Passers-by take Facebook up on its offer to test drive a virtual reality headset at Schaumburg's Woodfield Mall on Nov. 1, 2016.
Le e Mitchell knew there wasn't really an asteroid drifting past him, just a few feet to the right. But he couldn't help stretching out a hand to touch it.
"It just seemed so real," said a slightly awestruck Mitchell, 25, of Chicago. "It's like going to a part of the world you've never seen."
Mitchell, who works at Woodfield Mall, was one of the passers-by who took Facebook up on its offer to test drive a virtual reality headset at the Schaumburg mall on Tuesday.
Companies developing the technology and electronics retailers are hoping plenty of headsets will be placed under Christmas trees this year. But getting virtual technology to take off still relies on old-fashioned real-world demonstrations.
People who haven't experienced it — particularly nongamers — often don't understand how they would use it or why they would want it. That's a big hurdle, and a reason sellers are going out of their way to convince consumers to give the headsets a try in the months leading up to the holidays.
"Virtual reality is incredibly immersive and provides an incredible sense of presence, which can be hard for people to imagine without a demo," said Andrea Schubert, communications manager with virtual reality technology maker Oculus.
Companies selling virtual reality headsets are going out of their way to encourage customers to give the technology a try.
Facebook, Oculus' parent company, is bringing a sort of "Virtual Reality 101" experience to more than two dozen cities this holiday season.
At the Woodfield Mall pop-up, open through Jan. 3, people with black plastic headsets masking their eyes turned in slow circles, heads darting up, down and side to side, watched by a chaperone ensuring that as they explored the virtual world they saw, they didn't stumble into the very real glass wall nearby.
A two-minute video puts viewers nose-to-nose with a dinosaur, floating in space, and facing LeBron James at center court, listening to the basketball's hollow thunk. Each viewer leaves with an animated photo of themselves wearing the headset that they're encouraged to share on Facebook.
Similar demos will be offered at Millennium Park's Cloud Gate sculpture Nov. 17-20, 23 and 25-27.
Meanwhile, Best Buy wants to be a "destination" for virtual reality technology, Best Buy CEO Hubert Joly said on a call with analysts in August.
In May, Best Buy began offering Oculus Rift demos at 48 stores. Now hundreds offer demos of the Rift headset and Touch controllers. About 200 stores — 17 in the Chicago area — will be giving demos of another platform, PlayStation Virtual Reality, that lets customers virtually swim with sharks or don Batman's cape, through the holidays.

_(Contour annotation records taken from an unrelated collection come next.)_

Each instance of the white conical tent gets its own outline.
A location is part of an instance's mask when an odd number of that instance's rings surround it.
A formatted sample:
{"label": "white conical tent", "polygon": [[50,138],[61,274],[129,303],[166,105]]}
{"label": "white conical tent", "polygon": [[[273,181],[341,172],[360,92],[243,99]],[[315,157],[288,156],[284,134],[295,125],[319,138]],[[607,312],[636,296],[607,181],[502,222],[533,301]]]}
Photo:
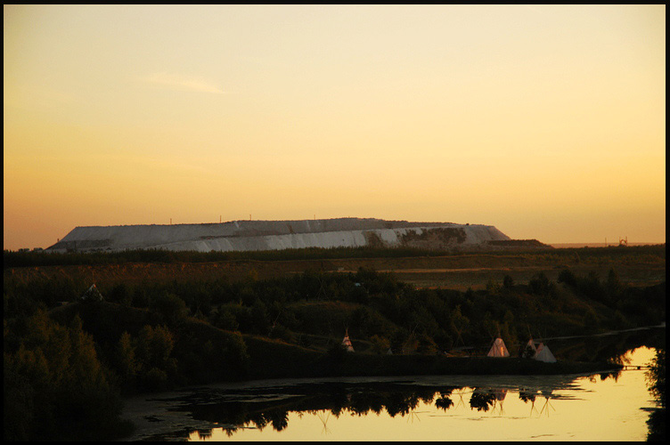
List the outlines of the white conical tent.
{"label": "white conical tent", "polygon": [[488,357],[510,357],[510,352],[507,351],[505,342],[502,338],[498,337],[494,342],[494,345],[486,354]]}
{"label": "white conical tent", "polygon": [[535,348],[535,343],[533,343],[533,339],[532,339],[532,338],[531,338],[530,340],[528,340],[528,343],[527,343],[527,344],[526,344],[526,347],[527,348],[528,346],[530,346],[530,348],[531,348],[531,349],[532,349],[532,350],[533,350],[533,351],[534,351],[535,352],[537,352],[537,348]]}
{"label": "white conical tent", "polygon": [[547,363],[556,362],[556,357],[549,350],[549,346],[543,344],[540,344],[540,347],[537,348],[537,353],[533,358],[536,360],[546,361]]}
{"label": "white conical tent", "polygon": [[344,336],[344,339],[342,340],[342,344],[345,348],[347,348],[347,352],[354,352],[354,346],[351,345],[351,340],[349,340],[349,333],[347,332]]}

Earlier attempts at virtual reality flopped, but the technology has improved and a wide range of price points makes it more accessible, said Ben Arnold, consumer electronics analyst with The NPD Group.
Facebook's Oculus makes some of the more immersive virtual reality technology on the market, including the Rift headset, designed for gaming, but the demos use the more accessible Samsung Gear VR. At about $100, it's one-sixth the price of the Rift, doesn't require a high-end PC and is likely an easier sell for the first-time users Facebook hopes to find at its events.
Arnold said he thinks most people buying today are curious early adopters.
Forrester Research analysts estimated U.S. consumer demand for midrange and high-end virtual reality technology — excluding cheap cardboard sets — would hit 24 million by 2020, up from a relatively tiny 2.4 million headsets this year. According to Schubert, 1 million people use some type of virtual reality each month.
Even Joly said he doesn't expect virtual reality to have a big impact on sales this year, held back by limited availability and technology that's "early in the cycle."
There still aren't that many headsets on the market. Some smartphone-powered ones only work with certain devices, while the most advanced versions require a high-end PC or video game console. It will also take time to develop more content and applications, particularly for potential customers who aren't interested in video games.
Then there's the retail challenge of getting customers in stores to give it a try.
"Virtual reality is an experiential technology," Arnold said. "And if you don't try it out, you're not going to know if it makes you nauseous or not."